Calnexin cycle - structural features of the ER chaperone system

Guennadi Kozlov  1 Kalle Gehring  1
Affiliations
Review

Calnexin cycle - structural features of the ER chaperone system

Guennadi Kozlov et al. FEBS J. 2020 Oct.

Abstract

The endoplasmic reticulum (ER) is the major folding compartment for secreted and membrane proteins and is the site of a specific chaperone system, the calnexin cycle, for folding N-glycosylated proteins.

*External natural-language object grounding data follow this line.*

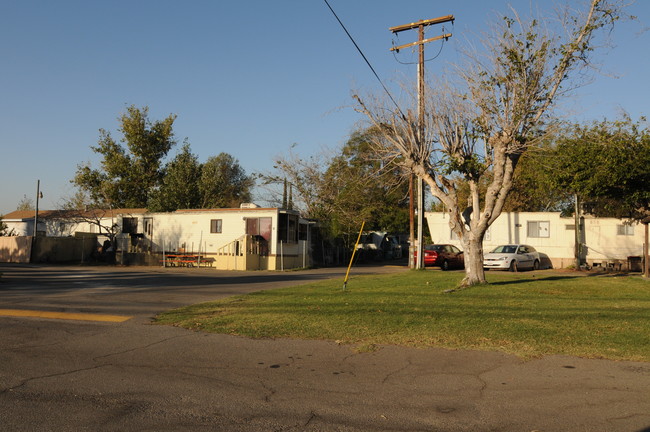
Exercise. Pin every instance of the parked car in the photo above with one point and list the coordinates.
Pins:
(512, 257)
(444, 256)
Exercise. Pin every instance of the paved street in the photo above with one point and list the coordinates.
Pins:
(72, 375)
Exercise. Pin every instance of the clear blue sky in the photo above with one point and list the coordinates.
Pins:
(249, 78)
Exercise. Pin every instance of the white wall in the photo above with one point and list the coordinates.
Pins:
(601, 237)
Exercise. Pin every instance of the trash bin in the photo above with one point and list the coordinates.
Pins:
(634, 263)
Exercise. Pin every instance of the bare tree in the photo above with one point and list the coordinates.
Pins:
(481, 127)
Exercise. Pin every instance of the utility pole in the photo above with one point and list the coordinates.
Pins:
(420, 25)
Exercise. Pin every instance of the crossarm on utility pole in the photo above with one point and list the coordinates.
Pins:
(445, 37)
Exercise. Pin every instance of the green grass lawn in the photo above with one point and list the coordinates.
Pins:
(528, 314)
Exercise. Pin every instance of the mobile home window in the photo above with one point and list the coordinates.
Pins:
(259, 226)
(129, 225)
(148, 226)
(215, 226)
(538, 229)
(288, 228)
(624, 229)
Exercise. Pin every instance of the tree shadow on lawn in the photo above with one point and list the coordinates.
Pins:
(534, 278)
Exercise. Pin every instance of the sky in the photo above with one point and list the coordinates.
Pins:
(249, 78)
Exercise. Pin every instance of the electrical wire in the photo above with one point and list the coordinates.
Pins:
(364, 57)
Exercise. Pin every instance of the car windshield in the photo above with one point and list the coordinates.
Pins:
(505, 249)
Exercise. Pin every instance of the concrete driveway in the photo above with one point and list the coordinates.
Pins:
(72, 375)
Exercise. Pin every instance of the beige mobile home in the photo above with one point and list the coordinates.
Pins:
(245, 238)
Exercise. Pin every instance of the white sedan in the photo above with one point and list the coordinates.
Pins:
(512, 257)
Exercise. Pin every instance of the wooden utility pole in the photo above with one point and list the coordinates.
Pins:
(420, 25)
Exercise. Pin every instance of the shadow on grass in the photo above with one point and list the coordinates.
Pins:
(533, 278)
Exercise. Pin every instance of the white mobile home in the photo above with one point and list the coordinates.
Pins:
(603, 241)
(245, 238)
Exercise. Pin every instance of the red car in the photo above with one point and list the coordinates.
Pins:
(444, 256)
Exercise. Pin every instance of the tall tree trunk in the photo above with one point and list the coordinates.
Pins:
(473, 251)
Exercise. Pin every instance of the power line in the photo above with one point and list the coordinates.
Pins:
(364, 57)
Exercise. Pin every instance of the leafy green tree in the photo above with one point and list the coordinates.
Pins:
(131, 169)
(357, 187)
(224, 183)
(607, 163)
(534, 187)
(180, 184)
(344, 189)
(481, 125)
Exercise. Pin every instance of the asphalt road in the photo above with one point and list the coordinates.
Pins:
(77, 375)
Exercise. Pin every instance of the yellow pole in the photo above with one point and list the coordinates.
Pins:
(354, 251)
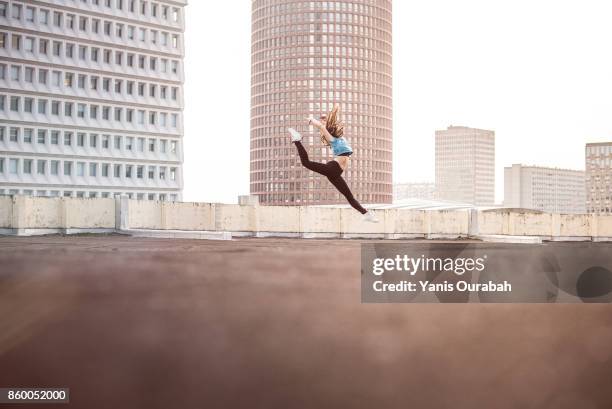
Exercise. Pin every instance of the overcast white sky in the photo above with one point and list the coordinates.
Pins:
(539, 73)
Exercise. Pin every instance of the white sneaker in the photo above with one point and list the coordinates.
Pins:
(295, 135)
(369, 217)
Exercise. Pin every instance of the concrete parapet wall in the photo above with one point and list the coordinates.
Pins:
(46, 213)
(285, 219)
(37, 215)
(6, 212)
(448, 223)
(89, 213)
(235, 218)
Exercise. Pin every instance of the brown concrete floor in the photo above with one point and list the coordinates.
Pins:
(275, 323)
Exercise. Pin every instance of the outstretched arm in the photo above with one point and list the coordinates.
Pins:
(317, 124)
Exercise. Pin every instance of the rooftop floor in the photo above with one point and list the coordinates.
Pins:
(275, 323)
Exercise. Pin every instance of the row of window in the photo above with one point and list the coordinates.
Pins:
(142, 7)
(69, 80)
(321, 29)
(82, 169)
(108, 28)
(599, 150)
(92, 111)
(57, 48)
(266, 8)
(93, 194)
(317, 34)
(92, 140)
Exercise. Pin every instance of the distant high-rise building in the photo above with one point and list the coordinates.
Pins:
(598, 163)
(402, 191)
(91, 98)
(465, 165)
(307, 56)
(547, 189)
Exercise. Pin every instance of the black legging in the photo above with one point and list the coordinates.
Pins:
(333, 171)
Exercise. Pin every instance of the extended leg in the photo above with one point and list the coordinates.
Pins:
(343, 188)
(308, 164)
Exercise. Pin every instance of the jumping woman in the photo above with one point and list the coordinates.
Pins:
(331, 130)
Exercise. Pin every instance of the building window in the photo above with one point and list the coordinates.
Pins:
(40, 167)
(13, 166)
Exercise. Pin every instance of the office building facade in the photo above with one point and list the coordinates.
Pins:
(403, 191)
(465, 165)
(549, 190)
(598, 165)
(91, 98)
(306, 57)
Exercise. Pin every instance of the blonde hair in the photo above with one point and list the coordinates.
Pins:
(333, 125)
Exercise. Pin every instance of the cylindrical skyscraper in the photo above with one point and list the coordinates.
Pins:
(307, 56)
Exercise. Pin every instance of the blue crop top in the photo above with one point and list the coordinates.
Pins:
(340, 146)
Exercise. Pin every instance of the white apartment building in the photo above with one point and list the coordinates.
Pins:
(403, 191)
(91, 98)
(550, 190)
(598, 162)
(465, 165)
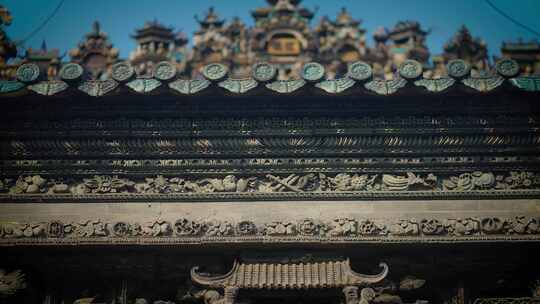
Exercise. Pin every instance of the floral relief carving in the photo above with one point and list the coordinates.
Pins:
(369, 227)
(216, 228)
(492, 225)
(432, 227)
(343, 227)
(246, 228)
(268, 184)
(308, 227)
(404, 228)
(106, 184)
(468, 226)
(279, 229)
(185, 227)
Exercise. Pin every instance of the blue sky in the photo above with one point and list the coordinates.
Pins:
(119, 18)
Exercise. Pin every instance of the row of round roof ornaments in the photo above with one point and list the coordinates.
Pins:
(313, 73)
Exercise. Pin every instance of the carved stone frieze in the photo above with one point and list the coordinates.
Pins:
(316, 183)
(466, 229)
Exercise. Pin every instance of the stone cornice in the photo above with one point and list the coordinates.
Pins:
(346, 230)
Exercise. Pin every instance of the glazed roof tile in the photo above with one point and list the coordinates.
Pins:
(326, 274)
(359, 80)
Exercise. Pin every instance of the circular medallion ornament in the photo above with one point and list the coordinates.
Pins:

Recent structures of components of the calnexin cycle have deepened our understanding of quality control mechanisms and protein folding pathways in the ER. In the calnexin cycle, proteins carrying monoglucosylated glycans bind to the lectin chaperones calnexin and calreticulin, which recruit a variety of function-specific chaperones to mediate protein disulfide formation, proline isomerization, and general protein folding. Upon trimming by glucosidase II, the glycan without an inner glucose residue is no longer able to bind to the lectin chaperones. For proteins that have not yet folded properly, the enzyme UDP-glucose:glycoprotein glucosyltransferase (UGGT) acts as a checkpoint by adding a glucose back to the N-glycan. This allows the misfolded proteins to re-associate with calnexin and calreticulin for additional rounds of chaperone-mediated refolding and prevents them from exiting the ERs. Here, we review progress in structural studies of the calnexin cycle, which reveal common features of how lectin chaperones recruit function-specific chaperones and how UGGT recognizes misfolded proteins.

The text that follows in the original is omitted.